Timeline constraintsAdd the real detail for meeting agenda for a weekly review. If this detail is unknown, ask the AI to return a missing-information question.
Risks or blockersAdd the real detail for meeting agenda for a weekly review. If this detail is unknown, ask the AI to return a missing-information question.

Copy-ready prompt

Act as a practical productivity and operations editor. Task: Create meeting agenda for a weekly review. Audience: [who will read or use the output] Source inputs: [Work context] [Goal or decision] [Known owners] [Timeline constraints] [Risks or blockers] Rules: - Use only the facts I provide. - Ask concise missing-information questions if an important input is unclear. - Mark any claim that needs human verification. - Keep the output specific to the audience and situation. Return: 1. A short planning note. 2. The finished meeting agenda. 3. A review checklist. 4. Safer rewrite options for any risky or unsupported claim.
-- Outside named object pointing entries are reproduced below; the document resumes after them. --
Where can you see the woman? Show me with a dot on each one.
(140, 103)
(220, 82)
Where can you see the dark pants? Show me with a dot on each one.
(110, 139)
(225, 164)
Recommended output structure

  1. Clean summary: Make this section specific to meeting agenda for a weekly review and easy for a human reviewer to check.
  2. Owner and deadline table: Make this section specific to meeting agenda for a weekly review and easy for a human reviewer to check.
  3. Risks and open questions: Make this section specific to meeting agenda for a weekly review and easy for a human reviewer to check.
  4. Follow-up message: Make this section specific to meeting agenda for a weekly review and easy for a human reviewer to check.

Review checklist

  • Owners and dates are marked missing if not provided.
  • The output separates decisions from discussion.
  • Risks and blockers are not buried.
  • The final format can be copied into a team tool.

Common mistakes

  • Inventing owners or deadlines.
  • Mixing discussion with decisions.
  • Skipping risks because they are uncomfortable.
  • Creating a plan that ignores resource limits.

How to adapt it

If the first output feels too broad, add one concrete example of the audience, one example of the tone you want, and one example of a claim the AI must avoid. This usually improves the next answer more than adding more adjectives.

If the output is too long, ask the AI to keep the structure but shorten each section around the decision the reader needs to make. If the output is too shallow, add source notes and ask for missing questions before another draft.

FAQ

When should I use this prompt?

Use it when you need meeting agenda for a weekly review and want the AI output to stay tied to your real source inputs, audience and review rules.

What should I prepare first?

Prepare the practical inputs: Work context, Goal or decision, Known owners, Timeline constraints. If one of those is missing, keep it marked as unknown instead of asking the AI to guess.

Can I publish the output directly?

Treat the output as a draft. Check facts, claims, names, dates, policies and promises before using it in public or customer-facing work.